Instead, our data showed that there are specific projections from S1 and motor cortices (M1 and M2) to SNc dopamine neurons. Whether the neocortex directly projects to the SNc, and where in the cortex these inputs originate, have received less attention partly due to inconsistent results in previous studies (Bunney and Aghajanian, 1976; Graybiel and Ragsdale, 1979; Naito and Kita, 1994; Zahm et al., 2011).

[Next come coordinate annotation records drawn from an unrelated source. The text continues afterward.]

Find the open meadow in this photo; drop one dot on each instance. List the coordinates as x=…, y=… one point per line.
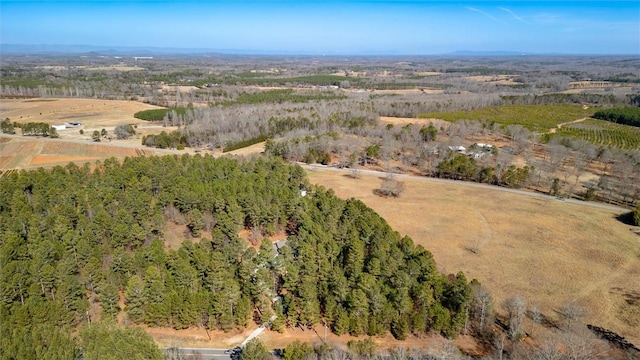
x=551, y=252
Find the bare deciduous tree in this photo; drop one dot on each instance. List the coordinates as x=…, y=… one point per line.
x=516, y=307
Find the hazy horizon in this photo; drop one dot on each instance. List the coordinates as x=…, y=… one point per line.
x=366, y=27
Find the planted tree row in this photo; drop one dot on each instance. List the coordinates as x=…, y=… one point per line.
x=628, y=115
x=74, y=239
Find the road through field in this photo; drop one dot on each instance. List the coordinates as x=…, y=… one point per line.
x=467, y=184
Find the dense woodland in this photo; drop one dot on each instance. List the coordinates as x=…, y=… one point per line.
x=74, y=239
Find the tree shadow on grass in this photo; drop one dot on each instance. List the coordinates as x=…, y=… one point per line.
x=626, y=218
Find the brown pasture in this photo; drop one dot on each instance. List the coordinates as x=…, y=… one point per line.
x=550, y=252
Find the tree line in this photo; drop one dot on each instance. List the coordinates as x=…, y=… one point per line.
x=74, y=238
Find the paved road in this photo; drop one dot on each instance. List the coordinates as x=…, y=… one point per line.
x=603, y=206
x=204, y=353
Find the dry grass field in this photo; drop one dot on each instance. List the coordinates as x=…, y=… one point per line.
x=17, y=152
x=550, y=252
x=494, y=79
x=103, y=113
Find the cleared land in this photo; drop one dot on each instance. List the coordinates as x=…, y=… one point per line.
x=549, y=251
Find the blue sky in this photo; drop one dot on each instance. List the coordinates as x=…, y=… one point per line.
x=332, y=26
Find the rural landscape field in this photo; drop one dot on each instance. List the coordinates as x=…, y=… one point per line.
x=162, y=204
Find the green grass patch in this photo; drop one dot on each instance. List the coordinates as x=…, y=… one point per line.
x=533, y=117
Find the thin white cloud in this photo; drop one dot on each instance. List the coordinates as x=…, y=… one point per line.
x=485, y=14
x=515, y=16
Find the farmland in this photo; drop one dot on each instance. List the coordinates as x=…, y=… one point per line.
x=566, y=253
x=603, y=133
x=534, y=117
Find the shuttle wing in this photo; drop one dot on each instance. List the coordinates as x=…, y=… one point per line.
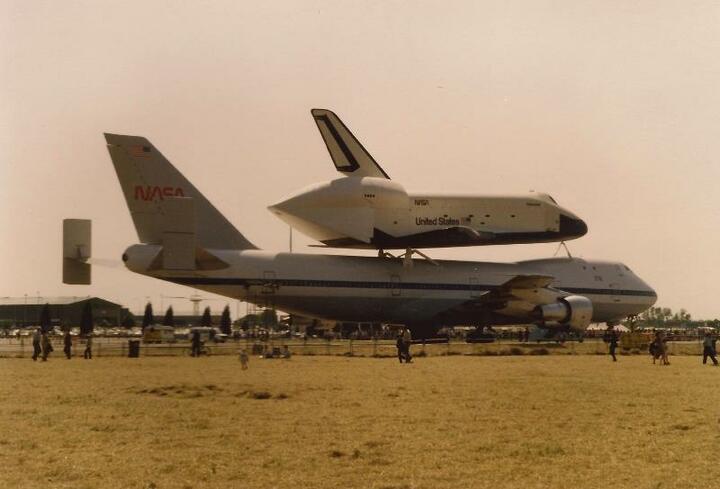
x=348, y=154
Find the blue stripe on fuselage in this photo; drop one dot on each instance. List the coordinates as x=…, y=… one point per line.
x=382, y=285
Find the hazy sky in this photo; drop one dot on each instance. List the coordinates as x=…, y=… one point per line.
x=612, y=107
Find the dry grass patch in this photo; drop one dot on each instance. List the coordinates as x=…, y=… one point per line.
x=508, y=421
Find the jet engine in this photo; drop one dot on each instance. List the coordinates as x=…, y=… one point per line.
x=574, y=311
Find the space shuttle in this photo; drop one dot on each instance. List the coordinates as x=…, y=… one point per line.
x=365, y=209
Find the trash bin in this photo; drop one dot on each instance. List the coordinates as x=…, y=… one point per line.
x=133, y=348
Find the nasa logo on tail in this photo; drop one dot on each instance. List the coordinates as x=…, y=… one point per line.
x=148, y=192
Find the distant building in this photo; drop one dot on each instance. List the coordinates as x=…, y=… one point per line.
x=66, y=311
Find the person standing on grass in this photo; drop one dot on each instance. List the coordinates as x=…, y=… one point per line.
x=195, y=344
x=244, y=359
x=662, y=348
x=407, y=341
x=709, y=349
x=400, y=346
x=87, y=354
x=612, y=342
x=67, y=345
x=46, y=346
x=37, y=350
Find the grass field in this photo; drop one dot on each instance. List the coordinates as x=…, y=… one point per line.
x=441, y=422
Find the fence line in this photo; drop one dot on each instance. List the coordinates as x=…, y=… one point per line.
x=118, y=347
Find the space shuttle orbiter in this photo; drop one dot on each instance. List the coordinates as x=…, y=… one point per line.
x=366, y=209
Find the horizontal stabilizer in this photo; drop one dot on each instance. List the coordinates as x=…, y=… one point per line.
x=77, y=250
x=348, y=154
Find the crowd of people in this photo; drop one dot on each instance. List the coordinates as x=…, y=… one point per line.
x=42, y=346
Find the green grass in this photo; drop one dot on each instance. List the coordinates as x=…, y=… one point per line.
x=530, y=421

Although the role of somatosensory and motor inputs in dopamine regulation has not been fully explored previously, somatosensation constitutes an important component of rewarding and noxious stimuli. Furthermore, dopamine neurons increase their firing Epigenetics Compound Library mw when an animal initiates reward-oriented behavior (Jin and Costa, 2010). Given that these cortical inputs are most likely excitatory, they may play a role in short-latency activation of SNc dopamine neurons in response to stimuli predicting salient events or the salient stimulus itself. We also found that the STh provides specific
and relatively strong inputs to SNc dopamine neurons. Previous studies found only sparse projections from the STh to the SNc using anterograde tracers (Groenewegen and Berendse, 1990; Kita and Kitai, 1987; Smith et al., 1990). One possible reason for this discrepancy is that dopamine ATM/ATR phosphorylation neurons receive STh inputs at their dendrites that elongate into SNr. STh neurons respond to various motor events and rewards as well as a sudden change in the environment (Isoda and Hikosaka, 2008; Matsumura et al., 1992). Anatomically, STh constitutes the “hyperdirect pathway” as well as the “indirect” pathway of the corticobasal ganglia loops (Nambu et al., 2002) (Figure 8C). The former term emphasizes the high conduction velocity of this pathway. On the other hand, the LH is a major input for VTA dopamine neurons. LH neurons are known to process reward information (Ono et al., Liothyronine Sodium 1986), and these responses are modulated by internal states of the animal such as hunger (Burton et al., 1976), indicating that LH responses reflect subjective
values. Our results together with previous findings raise the possibility that STh and LH provide contrasting excitatory inputs encoding saliency- and value-related information, respectively. The striatum has received much attention as an important input to dopamine neurons. For example, various computational models of reinforcement learning posit an important role for direct projections of striatal neurons to dopamine neurons in calculating reward prediction error (Doya, 1999; Houk et al., 1996; Joel et al., 2002; Suri, 2002). Recent studies have indicated, however, that direct projections from striatal neurons to dopamine neurons are weak or nonexistent (Chuhma et al., 2011; Xia et al., 2011).